Put simply, Manchin shouldn’t exist. And Democrats cannot take him for granted. Their Senate majority, and thus the whole of their legislative agenda, hinges on his ability to win elections anyone else would lose. None of that makes Manchin’s every decision laudable, or even wise, but it demands recognition. He has honed instincts worth respecting. And now, in the 50-50 Senate that teeters on his vote, he is the most powerful legislator of our age.
The question obsessing Washington, then, is simple: What does Manchin want? And Manchin, in statement after statement, has offered a clear answer: bipartisanship.

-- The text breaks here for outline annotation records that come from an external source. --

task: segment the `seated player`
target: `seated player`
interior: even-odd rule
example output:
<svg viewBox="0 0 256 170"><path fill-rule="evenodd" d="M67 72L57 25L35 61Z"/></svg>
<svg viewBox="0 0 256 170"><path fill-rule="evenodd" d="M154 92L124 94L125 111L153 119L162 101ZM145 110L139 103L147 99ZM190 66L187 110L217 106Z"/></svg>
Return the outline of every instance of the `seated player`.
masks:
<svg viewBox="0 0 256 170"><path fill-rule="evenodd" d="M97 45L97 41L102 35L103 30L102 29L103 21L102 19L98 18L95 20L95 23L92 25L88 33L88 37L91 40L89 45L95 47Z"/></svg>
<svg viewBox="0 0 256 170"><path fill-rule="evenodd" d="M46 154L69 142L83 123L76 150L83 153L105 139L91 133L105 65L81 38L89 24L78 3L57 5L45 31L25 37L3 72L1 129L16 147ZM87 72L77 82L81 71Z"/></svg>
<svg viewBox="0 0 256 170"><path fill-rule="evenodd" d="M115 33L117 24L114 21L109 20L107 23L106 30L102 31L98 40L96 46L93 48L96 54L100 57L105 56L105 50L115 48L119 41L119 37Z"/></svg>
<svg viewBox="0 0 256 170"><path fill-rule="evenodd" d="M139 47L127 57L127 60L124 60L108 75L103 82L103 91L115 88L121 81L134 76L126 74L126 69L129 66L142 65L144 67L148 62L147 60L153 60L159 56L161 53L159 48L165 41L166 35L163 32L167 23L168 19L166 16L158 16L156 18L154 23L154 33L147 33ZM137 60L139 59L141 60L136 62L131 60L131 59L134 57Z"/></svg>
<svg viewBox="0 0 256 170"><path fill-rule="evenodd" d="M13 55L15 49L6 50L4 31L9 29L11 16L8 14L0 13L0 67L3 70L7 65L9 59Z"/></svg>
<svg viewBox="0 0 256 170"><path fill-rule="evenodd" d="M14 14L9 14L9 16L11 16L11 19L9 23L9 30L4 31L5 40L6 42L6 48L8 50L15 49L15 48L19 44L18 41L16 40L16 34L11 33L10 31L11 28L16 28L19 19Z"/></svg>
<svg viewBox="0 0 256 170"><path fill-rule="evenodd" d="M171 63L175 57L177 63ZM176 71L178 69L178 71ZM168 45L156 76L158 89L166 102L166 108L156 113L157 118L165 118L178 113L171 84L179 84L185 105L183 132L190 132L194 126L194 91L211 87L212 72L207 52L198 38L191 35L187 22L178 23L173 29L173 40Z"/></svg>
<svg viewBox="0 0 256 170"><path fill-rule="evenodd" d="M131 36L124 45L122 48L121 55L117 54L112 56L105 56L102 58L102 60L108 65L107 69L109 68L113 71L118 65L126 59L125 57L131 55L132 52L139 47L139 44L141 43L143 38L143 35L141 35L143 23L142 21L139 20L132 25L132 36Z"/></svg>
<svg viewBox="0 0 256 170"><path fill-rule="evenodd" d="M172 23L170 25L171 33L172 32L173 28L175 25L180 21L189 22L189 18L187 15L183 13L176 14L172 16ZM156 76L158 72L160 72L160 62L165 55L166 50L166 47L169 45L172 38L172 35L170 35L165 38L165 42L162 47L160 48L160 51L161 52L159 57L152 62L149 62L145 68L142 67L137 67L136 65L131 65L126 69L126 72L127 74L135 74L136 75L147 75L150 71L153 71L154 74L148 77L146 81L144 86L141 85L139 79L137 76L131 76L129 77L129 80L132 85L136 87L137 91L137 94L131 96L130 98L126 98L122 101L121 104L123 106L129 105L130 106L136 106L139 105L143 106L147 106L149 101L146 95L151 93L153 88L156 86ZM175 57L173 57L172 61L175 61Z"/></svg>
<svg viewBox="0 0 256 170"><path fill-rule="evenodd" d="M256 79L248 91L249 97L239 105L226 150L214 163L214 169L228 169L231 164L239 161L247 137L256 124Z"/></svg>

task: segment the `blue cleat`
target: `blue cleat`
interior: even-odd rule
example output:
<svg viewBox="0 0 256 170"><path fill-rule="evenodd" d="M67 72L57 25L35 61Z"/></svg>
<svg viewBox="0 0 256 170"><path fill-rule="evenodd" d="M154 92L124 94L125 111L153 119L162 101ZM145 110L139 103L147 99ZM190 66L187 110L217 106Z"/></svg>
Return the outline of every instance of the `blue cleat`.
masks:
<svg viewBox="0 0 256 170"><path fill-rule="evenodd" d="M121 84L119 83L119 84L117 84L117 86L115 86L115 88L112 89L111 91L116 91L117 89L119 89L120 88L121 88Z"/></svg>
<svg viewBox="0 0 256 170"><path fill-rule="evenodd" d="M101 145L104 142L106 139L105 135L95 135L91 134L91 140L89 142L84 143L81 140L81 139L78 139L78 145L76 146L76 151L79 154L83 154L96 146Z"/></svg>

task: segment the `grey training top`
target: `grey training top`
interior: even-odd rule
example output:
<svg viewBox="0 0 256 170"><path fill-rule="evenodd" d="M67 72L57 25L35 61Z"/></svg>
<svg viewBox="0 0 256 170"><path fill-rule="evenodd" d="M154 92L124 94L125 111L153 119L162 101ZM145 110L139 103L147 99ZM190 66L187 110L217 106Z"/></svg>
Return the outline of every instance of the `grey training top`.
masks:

This is the core of Manchinism. All of the stances he takes that frustrate Democrats right now — his defense of the filibuster, his opposition to the For the People Act, his insistence on endless negotiations with Republicans on infrastructure — run downstream of his belief in bipartisanship. “The time has come to end these political games, and to usher a new era of bipartisanship where we find common ground on the major policy debates facing our nation,” he wrote in The Washington Post. This is maddening to his colleagues who want to judge legislation on the merits. But Manchin has been clear about his goal.
What has not been clear is his strategy. At his worst, Manchin prizes the aesthetic of bipartisanship over its actual pursuit. In those moments, he becomes a defender of the status quo and, paradoxically, an enabler of Republican partisanship. But over the past 24 hours, a plausible path has emerged through which Manchin could build a more cooperative and deliberative Senate. It’s narrow, but it’s there.
Part of the strategy relies on changing the rules. Manchin has said, over and over again, that he will not eliminate or weaken the filibuster…
image…Al Drago/Bloomberg
My Name Is Jack says
The continuing pounding of Manchin is a waste of time and in many cases a deceit anyway.
Take the filibuster.
Manchin isn’t the only Democrat who opposes eliminating it.Indeed many political observers have a various times counted five to ten other Democrats who don’t really support that but just remain silent and let Manchin carry the water as the “villain.”
Just last week Sen. Jacky Rosen of Nevada’s also said she too opposed eliminating it.So,along with Synema ,that makes at least three and there are others.
Manchin usually votes with the other Democrats .So this constant criticism of the only Democrat who can win a statewide election in West Virginia is counterproductive.
Democratic Socialist Dave says
I may be completely wrong (and CG undoubtedly knows much better) but it’s hard for me to imagine sometime Senate Democratic leader, Robert Byrd of W. Va , being at all enthusiastic about dropping the filibuster (unlike some of his successors such as Harry Reid of Nevada and Chuck Schumer of N.Y.)